What Vibe Coders Are Missing
The "vibe coding" movement is real and I'm part of it. Build fast, ship fast, iterate fast. But there's a gap in the philosophy. Speed without estimation isn't speed. It's chaos with momentum.
Planning poker with AI agents takes 30 seconds per task. That's not a process burden. That's a sanity check. And the delta between "I think this takes an hour" and "this takes 3 hours in practice" is the difference between shipping on Friday and pushing to next week.
I've run 31 marathons. Every single one required a pace plan. Not because planning is fun, but because running 26.2 miles without a plan means hitting the wall at mile 18. Estimation is your pace plan for building software.
The runners who say "I'll just run by feel" are the ones walking at mile 20. The builders who say "I'll just code by vibes" are the ones scrambling at deadline.
Try It Yourself
The setup is simple. You need Claude Code and about 10 minutes to configure the personas. I've documented the full process, the agent prompts, the point scale, and the execution flow.

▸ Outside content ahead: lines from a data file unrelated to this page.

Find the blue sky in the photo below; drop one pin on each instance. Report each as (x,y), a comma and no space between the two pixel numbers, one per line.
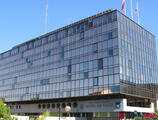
(22,20)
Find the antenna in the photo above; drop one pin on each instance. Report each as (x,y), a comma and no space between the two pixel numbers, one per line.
(46,17)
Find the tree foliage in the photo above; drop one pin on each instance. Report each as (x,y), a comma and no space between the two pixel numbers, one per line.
(44,115)
(4,112)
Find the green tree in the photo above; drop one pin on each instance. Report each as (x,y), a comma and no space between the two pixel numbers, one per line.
(4,111)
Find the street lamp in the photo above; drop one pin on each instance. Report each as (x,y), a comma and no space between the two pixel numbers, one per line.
(67,109)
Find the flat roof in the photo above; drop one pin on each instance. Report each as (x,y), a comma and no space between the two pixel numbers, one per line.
(73,24)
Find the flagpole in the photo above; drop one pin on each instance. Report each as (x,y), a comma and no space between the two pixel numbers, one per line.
(125,10)
(131,4)
(137,12)
(46,17)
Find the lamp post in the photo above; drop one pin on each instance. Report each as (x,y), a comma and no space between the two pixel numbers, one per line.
(68,109)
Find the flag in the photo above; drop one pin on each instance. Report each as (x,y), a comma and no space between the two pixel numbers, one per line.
(137,12)
(123,4)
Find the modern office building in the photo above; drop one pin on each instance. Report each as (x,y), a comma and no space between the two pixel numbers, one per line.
(100,66)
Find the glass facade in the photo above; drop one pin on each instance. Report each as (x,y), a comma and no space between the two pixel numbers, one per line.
(107,52)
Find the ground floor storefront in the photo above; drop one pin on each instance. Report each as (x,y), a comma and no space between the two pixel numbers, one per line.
(91,108)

The planning poker skill isn't built as a public tool yet (it's on my backlog), but the SOP and agent prompt templates are ready to share. If you want the prompts and the process, follow me on LinkedIn. I'll share them when they're packaged up.
In the meantime, you can start with the core idea: take your next task, describe it to Claude four times with four different persona instructions, and compare the estimates. The spread will surprise you.